Working with player-tracking data from 7,176 corners taken in the Premier League during 2020 and 2021, the researchers began by representing the arrangement of players as a graph, with the players’ position, movement, height, and weight encoded as nodes on the graph, and relationships between players as the lines between them. Then they used an approach called geometric deep learning, which takes advantage of the symmetry of a soccer field to shrink down the amount of processing the neural network needed to do. (This isn’t a new strategy—a similar approach was used in DeepMind’s influential AlphaGo research.)
The resulting model led to the creation of a number of tools that could be useful to soccer coaches. Based on the arrangement of players at the moment the kick is taken, TacticAI can predict which player is most likely to make the first contact on the ball, and whether a shot will be taken as a result. It can then generate recommendations for the best ways to adjust player position and movement to either maximize the chance of a shot being taken (for the attacking team) or minimize it (for the defending team)—shifting a defender across to cover the near post, for instance, or putting a man on the edge of the area.

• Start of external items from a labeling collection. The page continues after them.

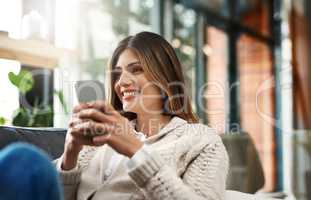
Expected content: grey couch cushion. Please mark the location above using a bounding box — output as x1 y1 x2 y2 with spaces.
0 126 66 159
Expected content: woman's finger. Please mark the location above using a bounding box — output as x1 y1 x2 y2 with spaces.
92 133 113 146
73 103 89 113
70 128 94 146
75 121 114 136
77 108 114 123
88 101 118 115
68 117 90 128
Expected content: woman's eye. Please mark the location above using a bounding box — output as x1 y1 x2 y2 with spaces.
130 66 144 74
112 69 122 80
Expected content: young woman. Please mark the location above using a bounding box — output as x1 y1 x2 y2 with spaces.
56 32 228 200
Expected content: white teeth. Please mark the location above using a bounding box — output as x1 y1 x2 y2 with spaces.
123 92 136 97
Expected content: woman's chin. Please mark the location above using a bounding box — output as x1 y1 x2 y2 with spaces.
123 104 135 113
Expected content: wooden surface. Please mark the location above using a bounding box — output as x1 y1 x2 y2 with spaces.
0 35 74 69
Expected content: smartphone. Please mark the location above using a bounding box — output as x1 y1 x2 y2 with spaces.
75 80 105 103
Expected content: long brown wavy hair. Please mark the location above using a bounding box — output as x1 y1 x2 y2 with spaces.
108 32 198 123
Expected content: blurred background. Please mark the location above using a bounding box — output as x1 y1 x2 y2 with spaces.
0 0 311 200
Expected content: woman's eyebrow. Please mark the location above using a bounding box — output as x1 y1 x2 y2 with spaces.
127 61 140 67
115 61 140 69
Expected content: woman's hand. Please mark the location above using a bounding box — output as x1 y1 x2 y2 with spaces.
74 101 143 157
62 104 94 170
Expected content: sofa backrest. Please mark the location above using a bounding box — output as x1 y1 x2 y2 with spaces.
0 126 67 159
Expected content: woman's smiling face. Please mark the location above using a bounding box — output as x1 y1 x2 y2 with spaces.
114 49 163 114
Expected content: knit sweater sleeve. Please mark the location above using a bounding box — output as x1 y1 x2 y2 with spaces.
129 139 229 200
53 146 96 200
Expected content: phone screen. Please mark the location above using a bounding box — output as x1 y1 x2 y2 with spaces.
75 80 105 103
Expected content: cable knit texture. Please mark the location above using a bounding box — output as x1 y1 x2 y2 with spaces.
55 117 229 200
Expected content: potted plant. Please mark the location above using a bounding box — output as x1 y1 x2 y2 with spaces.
8 69 68 127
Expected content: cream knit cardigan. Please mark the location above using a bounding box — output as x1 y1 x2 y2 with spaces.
55 117 229 200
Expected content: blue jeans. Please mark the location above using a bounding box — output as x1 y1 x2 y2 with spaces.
0 143 63 200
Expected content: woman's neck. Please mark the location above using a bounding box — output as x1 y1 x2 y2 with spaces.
136 114 172 137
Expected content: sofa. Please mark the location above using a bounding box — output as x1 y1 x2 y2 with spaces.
0 126 272 199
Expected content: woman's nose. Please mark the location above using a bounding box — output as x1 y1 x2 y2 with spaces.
117 72 133 86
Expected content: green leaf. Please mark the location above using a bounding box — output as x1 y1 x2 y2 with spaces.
8 69 34 94
12 108 31 126
54 90 68 114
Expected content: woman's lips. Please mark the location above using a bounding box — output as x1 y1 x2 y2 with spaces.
122 90 138 101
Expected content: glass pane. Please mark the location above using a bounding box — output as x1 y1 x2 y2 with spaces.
0 59 20 125
182 0 270 36
171 4 196 111
203 27 228 134
73 0 154 79
239 0 271 36
237 35 275 190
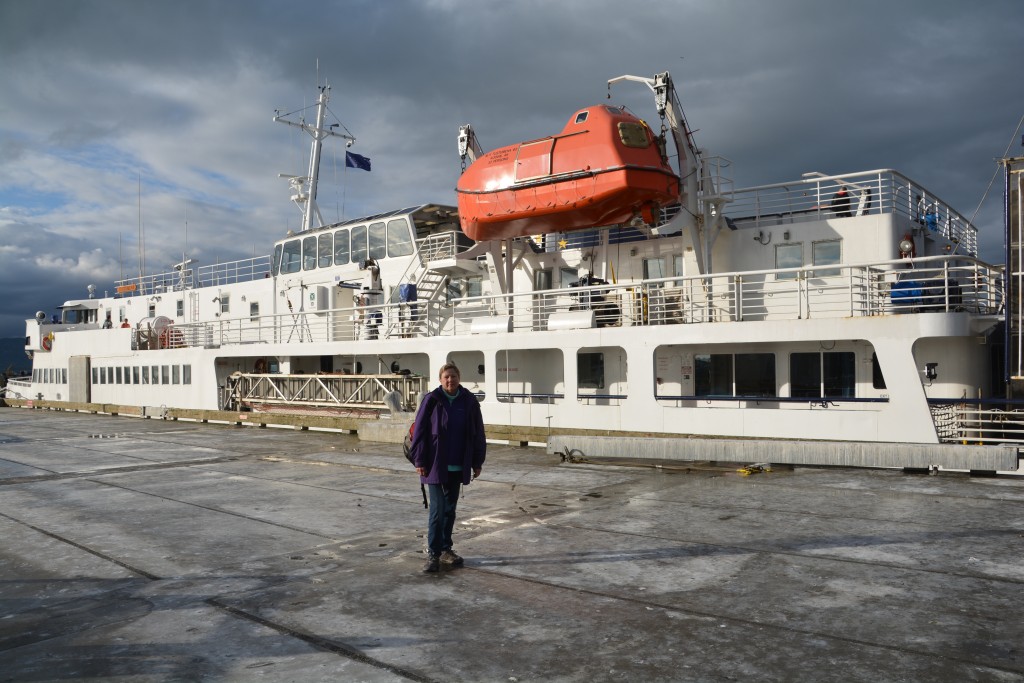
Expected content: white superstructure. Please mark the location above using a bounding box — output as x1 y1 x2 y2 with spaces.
19 75 1014 456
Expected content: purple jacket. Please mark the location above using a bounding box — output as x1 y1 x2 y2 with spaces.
411 387 487 484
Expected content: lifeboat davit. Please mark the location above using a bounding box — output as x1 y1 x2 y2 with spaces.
456 105 679 241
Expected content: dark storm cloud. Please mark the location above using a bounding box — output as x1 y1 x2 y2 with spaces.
0 0 1024 336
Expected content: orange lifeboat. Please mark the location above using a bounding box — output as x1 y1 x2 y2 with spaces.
456 105 679 241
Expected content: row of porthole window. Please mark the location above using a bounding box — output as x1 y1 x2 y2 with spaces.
32 368 68 384
92 365 191 384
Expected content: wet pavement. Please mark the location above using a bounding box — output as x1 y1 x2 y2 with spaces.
0 409 1024 682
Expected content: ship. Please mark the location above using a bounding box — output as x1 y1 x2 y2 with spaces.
14 73 1024 469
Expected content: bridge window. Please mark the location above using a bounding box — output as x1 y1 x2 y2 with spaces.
281 240 302 274
370 223 387 259
387 218 413 256
334 228 348 265
302 234 316 270
316 232 334 268
352 225 367 263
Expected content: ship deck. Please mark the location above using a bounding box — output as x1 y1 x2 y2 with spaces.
0 409 1024 682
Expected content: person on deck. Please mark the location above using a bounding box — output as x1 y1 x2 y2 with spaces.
411 362 487 572
831 185 853 218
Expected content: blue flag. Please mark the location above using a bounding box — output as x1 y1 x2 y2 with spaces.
345 152 370 171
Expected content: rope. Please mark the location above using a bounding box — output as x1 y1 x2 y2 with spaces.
970 111 1024 225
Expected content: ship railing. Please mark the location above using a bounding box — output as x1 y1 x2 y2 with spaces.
928 398 1024 446
168 256 1004 346
114 256 270 297
199 256 270 287
725 169 978 256
417 230 472 265
228 374 430 411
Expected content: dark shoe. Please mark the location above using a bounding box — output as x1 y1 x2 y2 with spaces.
441 550 462 567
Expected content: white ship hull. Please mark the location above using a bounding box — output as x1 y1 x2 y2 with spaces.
18 74 1014 464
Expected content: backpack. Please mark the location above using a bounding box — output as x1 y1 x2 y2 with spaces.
401 393 434 510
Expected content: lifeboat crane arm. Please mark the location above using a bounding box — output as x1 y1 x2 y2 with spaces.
608 72 711 274
459 123 483 171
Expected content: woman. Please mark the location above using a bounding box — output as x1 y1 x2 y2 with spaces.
412 362 487 571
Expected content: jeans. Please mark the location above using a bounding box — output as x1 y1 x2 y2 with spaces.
427 472 462 557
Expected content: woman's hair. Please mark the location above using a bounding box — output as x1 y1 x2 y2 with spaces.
437 361 462 379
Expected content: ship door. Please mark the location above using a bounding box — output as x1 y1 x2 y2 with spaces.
515 137 555 182
68 355 92 403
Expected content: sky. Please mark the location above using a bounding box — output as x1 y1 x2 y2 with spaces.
0 0 1024 337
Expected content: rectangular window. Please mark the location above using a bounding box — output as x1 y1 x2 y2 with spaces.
270 245 284 278
577 351 604 389
302 234 316 270
534 268 551 292
387 218 413 256
790 353 821 398
821 351 857 398
352 225 367 263
370 223 387 259
871 353 886 389
334 228 348 265
735 353 778 396
643 258 669 280
693 353 733 396
316 232 334 268
790 351 856 398
281 240 302 274
775 244 804 280
811 240 843 278
558 268 580 287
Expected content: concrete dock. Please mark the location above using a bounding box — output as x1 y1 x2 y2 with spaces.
0 409 1024 682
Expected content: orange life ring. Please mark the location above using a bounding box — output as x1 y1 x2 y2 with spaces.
160 326 184 348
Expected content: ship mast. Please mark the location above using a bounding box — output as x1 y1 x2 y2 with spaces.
273 85 355 231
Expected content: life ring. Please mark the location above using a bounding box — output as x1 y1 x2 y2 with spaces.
160 326 184 348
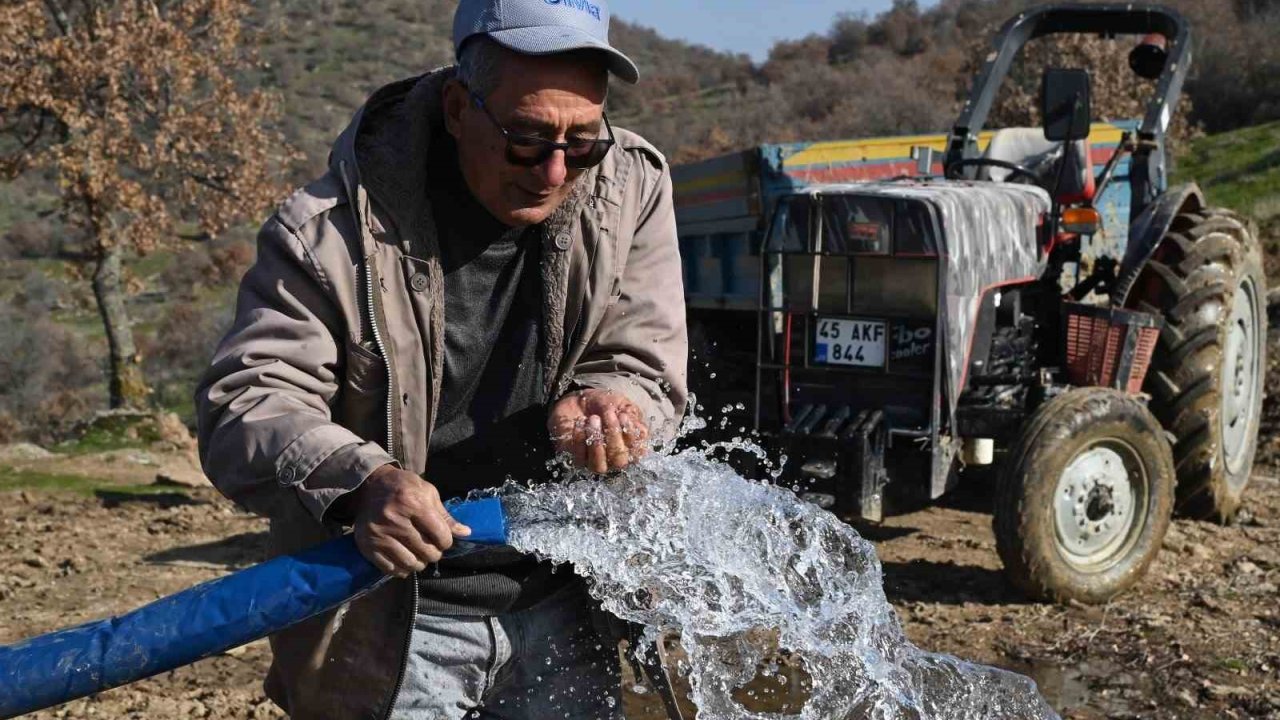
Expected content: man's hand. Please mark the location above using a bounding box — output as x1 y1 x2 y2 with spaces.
353 465 471 578
547 389 649 473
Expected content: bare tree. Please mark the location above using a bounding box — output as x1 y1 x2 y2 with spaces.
0 0 293 407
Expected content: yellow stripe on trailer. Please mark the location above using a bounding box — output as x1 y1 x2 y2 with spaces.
782 123 1124 168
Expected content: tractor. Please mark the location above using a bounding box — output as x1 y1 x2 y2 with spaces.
696 4 1266 603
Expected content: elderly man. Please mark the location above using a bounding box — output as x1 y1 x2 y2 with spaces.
197 0 687 720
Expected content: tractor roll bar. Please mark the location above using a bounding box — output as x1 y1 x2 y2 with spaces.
943 4 1192 213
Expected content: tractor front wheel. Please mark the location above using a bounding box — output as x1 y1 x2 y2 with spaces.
993 387 1175 603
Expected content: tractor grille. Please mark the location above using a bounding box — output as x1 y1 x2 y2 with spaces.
1064 302 1164 395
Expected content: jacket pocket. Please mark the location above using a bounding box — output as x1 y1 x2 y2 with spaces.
337 340 387 443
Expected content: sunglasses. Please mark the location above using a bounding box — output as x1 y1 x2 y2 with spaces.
467 90 614 170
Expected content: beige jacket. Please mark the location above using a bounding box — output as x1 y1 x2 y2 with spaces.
196 69 687 720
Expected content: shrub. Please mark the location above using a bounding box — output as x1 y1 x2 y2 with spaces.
0 307 104 443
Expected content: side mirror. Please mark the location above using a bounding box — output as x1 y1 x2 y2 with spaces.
1041 68 1093 142
1129 32 1169 79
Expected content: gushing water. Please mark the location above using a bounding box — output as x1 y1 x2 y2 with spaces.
500 450 1056 720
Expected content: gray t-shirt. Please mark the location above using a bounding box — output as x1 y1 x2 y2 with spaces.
419 137 573 615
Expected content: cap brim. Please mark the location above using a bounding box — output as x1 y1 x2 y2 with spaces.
489 26 640 85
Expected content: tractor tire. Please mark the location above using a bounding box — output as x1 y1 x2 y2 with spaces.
1126 209 1267 523
992 387 1175 603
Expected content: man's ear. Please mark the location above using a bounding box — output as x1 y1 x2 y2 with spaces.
443 78 471 140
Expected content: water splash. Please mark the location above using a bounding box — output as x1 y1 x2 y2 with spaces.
500 443 1057 720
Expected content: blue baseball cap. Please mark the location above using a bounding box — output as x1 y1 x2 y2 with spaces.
453 0 640 83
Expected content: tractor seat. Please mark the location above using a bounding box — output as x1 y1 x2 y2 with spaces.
978 128 1097 205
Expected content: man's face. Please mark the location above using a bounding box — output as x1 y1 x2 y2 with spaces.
444 55 607 227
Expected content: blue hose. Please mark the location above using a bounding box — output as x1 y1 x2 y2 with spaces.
0 498 507 717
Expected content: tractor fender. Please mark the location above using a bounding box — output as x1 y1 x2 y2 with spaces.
1111 182 1204 302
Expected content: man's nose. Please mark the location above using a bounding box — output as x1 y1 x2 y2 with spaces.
538 150 568 187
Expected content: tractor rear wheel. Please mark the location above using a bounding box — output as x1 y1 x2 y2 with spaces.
992 387 1174 603
1128 209 1266 523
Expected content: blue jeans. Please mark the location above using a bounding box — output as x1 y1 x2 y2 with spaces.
390 583 622 720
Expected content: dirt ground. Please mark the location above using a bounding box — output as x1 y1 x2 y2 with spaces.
0 330 1280 720
0 462 1280 719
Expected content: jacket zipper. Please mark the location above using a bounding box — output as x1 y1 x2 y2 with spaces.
339 161 419 720
381 573 419 720
365 258 396 457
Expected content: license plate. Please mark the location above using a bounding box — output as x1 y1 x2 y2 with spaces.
813 318 887 368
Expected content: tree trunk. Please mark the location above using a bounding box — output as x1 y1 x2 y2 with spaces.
93 245 151 409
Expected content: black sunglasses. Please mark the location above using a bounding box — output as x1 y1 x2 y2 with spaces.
467 90 614 170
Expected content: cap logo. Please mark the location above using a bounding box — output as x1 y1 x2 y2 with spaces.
543 0 600 19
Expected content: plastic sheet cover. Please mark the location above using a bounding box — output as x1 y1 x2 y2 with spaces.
817 181 1052 427
0 497 507 717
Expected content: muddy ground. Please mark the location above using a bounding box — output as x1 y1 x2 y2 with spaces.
0 443 1280 719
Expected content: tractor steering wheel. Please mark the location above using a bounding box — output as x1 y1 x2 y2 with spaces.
946 158 1041 184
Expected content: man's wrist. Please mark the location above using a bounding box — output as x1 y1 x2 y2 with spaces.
325 462 398 525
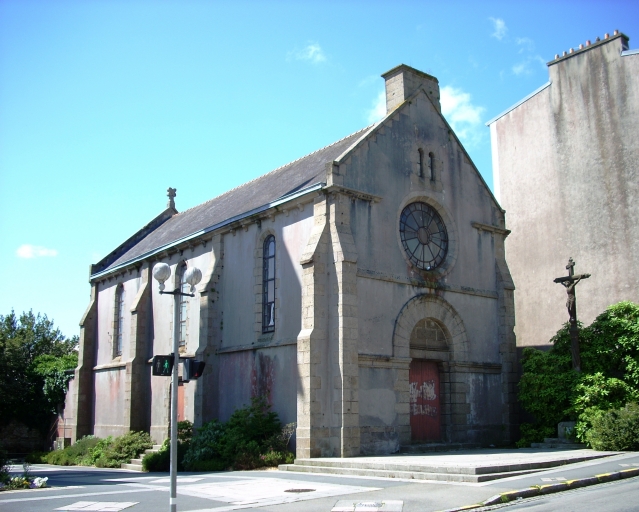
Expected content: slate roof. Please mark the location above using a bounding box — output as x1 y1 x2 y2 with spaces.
93 126 373 275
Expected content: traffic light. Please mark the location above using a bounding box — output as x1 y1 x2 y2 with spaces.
153 354 173 377
182 358 206 382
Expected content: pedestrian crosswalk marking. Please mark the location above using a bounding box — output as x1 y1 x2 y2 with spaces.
54 501 139 512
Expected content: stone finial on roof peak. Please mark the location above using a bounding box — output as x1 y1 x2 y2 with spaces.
166 187 177 210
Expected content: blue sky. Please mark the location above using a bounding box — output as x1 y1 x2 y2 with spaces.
0 0 639 336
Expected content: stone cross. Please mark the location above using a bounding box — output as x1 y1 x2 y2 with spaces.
166 187 177 210
554 257 590 372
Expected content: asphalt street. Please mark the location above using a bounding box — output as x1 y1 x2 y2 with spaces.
0 453 639 512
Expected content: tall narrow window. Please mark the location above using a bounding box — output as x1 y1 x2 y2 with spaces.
175 263 191 347
262 235 275 332
428 153 435 181
113 284 124 357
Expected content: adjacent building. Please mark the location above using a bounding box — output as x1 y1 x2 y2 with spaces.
65 65 516 457
488 31 639 346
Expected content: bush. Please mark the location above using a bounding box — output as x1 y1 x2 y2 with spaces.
142 438 189 471
517 302 639 447
44 432 153 468
46 436 100 466
92 432 153 468
586 403 639 451
24 451 50 464
184 397 294 471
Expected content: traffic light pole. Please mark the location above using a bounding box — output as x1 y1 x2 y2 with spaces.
169 290 180 512
153 264 202 512
160 289 195 512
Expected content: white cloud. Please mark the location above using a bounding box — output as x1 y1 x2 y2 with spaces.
16 244 58 258
512 55 546 76
288 43 326 64
488 18 508 41
366 89 386 124
439 85 486 147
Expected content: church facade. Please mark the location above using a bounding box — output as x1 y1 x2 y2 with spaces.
488 31 639 347
65 65 516 458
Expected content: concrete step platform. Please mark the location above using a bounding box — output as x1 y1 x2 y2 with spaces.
120 444 162 471
399 443 481 453
279 449 616 483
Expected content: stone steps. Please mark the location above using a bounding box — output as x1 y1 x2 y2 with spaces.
120 444 162 471
279 455 606 483
530 437 586 450
399 443 481 453
279 464 539 483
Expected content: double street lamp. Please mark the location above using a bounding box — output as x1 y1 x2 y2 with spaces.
153 263 202 512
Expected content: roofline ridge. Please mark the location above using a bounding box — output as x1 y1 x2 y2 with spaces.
175 128 375 217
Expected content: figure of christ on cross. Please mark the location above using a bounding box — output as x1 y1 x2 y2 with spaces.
554 257 590 372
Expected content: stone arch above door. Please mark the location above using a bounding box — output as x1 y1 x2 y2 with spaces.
393 294 468 361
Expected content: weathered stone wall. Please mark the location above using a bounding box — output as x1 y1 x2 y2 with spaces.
491 34 639 346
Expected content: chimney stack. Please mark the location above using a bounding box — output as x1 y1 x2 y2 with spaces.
382 64 441 114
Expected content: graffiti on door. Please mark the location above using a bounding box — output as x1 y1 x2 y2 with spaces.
409 359 441 441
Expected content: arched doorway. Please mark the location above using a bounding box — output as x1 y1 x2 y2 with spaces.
408 318 450 442
393 294 468 445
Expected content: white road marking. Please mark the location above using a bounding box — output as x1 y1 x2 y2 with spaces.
54 501 139 512
0 487 169 506
331 500 404 512
172 478 379 512
149 477 204 484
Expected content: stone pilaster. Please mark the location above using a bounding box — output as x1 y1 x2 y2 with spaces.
124 264 151 431
70 283 98 442
296 196 330 458
194 235 224 427
495 235 519 443
330 193 360 457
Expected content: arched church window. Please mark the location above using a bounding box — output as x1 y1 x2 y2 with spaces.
113 284 124 357
175 262 191 347
262 235 275 333
428 153 435 181
399 202 448 270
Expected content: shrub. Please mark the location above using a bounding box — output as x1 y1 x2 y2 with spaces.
92 432 153 468
24 451 49 464
586 403 639 451
46 436 100 466
184 397 295 471
518 302 639 447
142 439 188 471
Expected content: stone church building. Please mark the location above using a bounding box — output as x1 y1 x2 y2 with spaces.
64 65 516 457
488 31 639 347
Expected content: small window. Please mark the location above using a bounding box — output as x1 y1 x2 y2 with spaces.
262 235 275 333
428 153 435 181
175 263 191 347
113 284 124 357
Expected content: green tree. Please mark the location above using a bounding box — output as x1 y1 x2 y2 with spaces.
519 301 639 446
0 311 78 433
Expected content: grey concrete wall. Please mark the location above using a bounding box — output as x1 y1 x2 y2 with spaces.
491 35 639 346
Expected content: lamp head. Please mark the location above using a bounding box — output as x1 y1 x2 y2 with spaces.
184 267 202 293
153 263 171 291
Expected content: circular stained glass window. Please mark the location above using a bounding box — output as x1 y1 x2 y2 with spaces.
399 203 448 270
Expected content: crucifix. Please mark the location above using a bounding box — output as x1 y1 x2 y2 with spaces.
554 257 590 372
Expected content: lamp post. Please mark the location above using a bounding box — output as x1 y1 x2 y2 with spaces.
153 263 202 512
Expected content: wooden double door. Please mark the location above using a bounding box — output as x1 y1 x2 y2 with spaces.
408 359 441 442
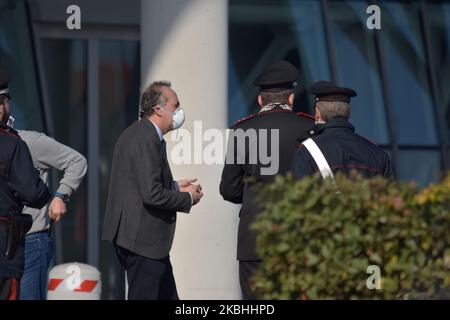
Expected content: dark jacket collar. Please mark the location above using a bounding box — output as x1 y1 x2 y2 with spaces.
139 117 160 141
0 121 19 136
312 117 355 135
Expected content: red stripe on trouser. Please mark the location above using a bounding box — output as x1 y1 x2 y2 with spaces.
8 279 17 300
75 280 97 292
48 279 64 291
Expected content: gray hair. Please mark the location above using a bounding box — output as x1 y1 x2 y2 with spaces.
316 100 350 121
139 81 171 117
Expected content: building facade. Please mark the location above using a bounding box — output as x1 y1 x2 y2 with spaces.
0 0 450 299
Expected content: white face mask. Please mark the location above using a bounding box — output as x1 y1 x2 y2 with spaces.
172 108 186 130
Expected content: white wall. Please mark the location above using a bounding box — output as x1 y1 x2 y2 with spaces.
141 0 241 299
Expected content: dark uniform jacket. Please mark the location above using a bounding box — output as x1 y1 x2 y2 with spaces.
0 123 50 278
292 117 393 179
102 118 191 259
220 108 314 261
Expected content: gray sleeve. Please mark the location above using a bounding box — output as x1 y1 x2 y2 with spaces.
30 134 87 196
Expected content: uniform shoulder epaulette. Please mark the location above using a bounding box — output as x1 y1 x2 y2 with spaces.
231 114 258 128
0 127 20 139
296 112 316 120
358 134 378 147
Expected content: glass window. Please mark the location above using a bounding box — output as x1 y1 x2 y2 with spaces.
0 1 45 132
397 150 441 187
98 40 140 299
330 1 389 144
228 0 330 124
41 39 87 262
380 1 438 145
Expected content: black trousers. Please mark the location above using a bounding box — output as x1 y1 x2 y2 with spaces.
115 246 178 300
0 278 20 300
239 261 261 300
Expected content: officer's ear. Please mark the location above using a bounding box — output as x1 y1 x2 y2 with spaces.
288 92 295 106
258 94 263 107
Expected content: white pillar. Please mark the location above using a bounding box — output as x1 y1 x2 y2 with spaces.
141 0 241 299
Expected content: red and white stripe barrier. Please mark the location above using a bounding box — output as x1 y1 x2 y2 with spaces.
47 262 101 300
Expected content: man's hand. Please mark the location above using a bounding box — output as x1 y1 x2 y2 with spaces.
184 184 203 205
177 178 197 192
48 197 67 222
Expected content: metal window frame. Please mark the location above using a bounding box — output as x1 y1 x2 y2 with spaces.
369 0 399 178
320 0 339 85
419 0 449 171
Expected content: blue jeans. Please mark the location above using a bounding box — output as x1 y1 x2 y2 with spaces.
19 231 53 300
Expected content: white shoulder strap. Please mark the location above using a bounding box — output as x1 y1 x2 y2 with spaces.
303 138 334 179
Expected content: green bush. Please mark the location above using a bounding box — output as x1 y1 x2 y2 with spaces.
252 174 450 299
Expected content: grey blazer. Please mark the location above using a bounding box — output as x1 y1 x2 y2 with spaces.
102 118 192 259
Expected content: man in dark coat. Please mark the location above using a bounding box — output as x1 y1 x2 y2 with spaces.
0 70 50 300
220 61 313 299
102 81 203 300
292 81 393 179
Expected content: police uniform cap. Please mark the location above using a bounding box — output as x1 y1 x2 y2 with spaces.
0 68 11 98
253 60 298 92
309 81 357 103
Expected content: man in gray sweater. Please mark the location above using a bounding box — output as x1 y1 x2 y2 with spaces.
18 130 87 300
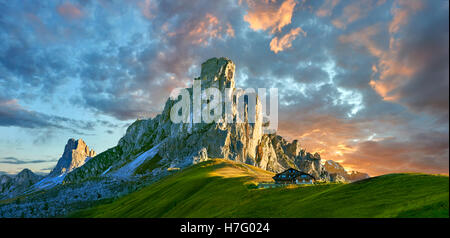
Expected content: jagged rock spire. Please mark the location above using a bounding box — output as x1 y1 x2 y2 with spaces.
50 138 96 176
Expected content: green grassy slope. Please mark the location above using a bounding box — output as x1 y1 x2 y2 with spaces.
68 159 449 217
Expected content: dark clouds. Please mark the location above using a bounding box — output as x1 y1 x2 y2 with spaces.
0 157 58 164
0 0 449 174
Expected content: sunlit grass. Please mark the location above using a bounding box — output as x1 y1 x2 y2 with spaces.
68 159 449 217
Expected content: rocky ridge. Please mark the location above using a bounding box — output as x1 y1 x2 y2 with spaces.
65 58 368 183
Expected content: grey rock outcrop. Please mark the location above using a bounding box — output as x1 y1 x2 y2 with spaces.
50 138 96 177
65 58 368 182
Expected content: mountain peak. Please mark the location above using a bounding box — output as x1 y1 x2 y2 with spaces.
200 57 236 90
50 138 96 176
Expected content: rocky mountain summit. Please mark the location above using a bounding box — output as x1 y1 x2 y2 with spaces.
0 58 368 217
50 138 97 176
65 58 370 183
33 138 97 190
0 169 43 198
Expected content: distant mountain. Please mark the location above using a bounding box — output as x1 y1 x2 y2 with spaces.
34 138 96 189
0 169 43 198
0 58 374 217
64 58 370 183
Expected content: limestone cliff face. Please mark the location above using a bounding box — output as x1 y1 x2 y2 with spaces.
65 58 368 182
50 138 96 176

The soccer experts at Liverpool particularly liked how TacticAI’s recommendations could pinpoint attackers who were critical for the success of a particular tactic, or defenders who were “asleep at the wheel,” Veličković says. Analysts spend hours sifting through video footage looking for weak points in their opponents’ defensive setups that they can target, or trying to find holes in their own team’s performances to double down on in training. “But it’s really hard to track across 22 people, across lots of different situations,” Veličković says. “If you have a tool like this it immediately helps you see which players are not moving in the right way, which players should be doing something different.”
TacticAI can also be used to find other corners which feature a similar pattern of players and movement, again saving hours of time for analysts. According to DeepMind, the suggestions made by the model were rated as useful by Liverpool coaches twice as often as current techniques, which are based only on the physical coordinates of the players and don’t take into account their movement or physical attributes. (Two corners might look the same, but if the tall striker is at the edge of the box in one and running towards the near post on the other, that’s probably important.)
One thing it’s also doing, according to DeepMind’s Zhe Wang, another lead contributor to the paper, is making up for the lack of suitable language to describe the huge range of different things that can happen at a corner. Unlike American football, which has a deep and storied nomenclature for different plays and running routes, the choreographing of soccer set pieces in such detail is a relatively new phenomenon. “Different coaches may have their own expressions for the patterns of corner kicks that they observe,” says Wang. “So with TacticAI, we hope to use the power of deep learning to establish a common language to describe patterns of corner kicks.”
In the future, according to the paper, the researchers hope to build TacticAI into a natural language interface so that coaches can query it in text and get answers to the problems they’re trying to solve on the field. Veličković says that the model could be used during a game to help coaches refine their corner routines on the fly, but that it’s most likely to be useful in the days leading up to a match, where it’ll free up coaches‘ time. “We don’t want to build AI systems that replace experts,” says Veličković. “We want to build AI systems that amplify the capabilities of experts so that they are then able to do their job a lot more efficiently and have more time for the creative part of coaching.”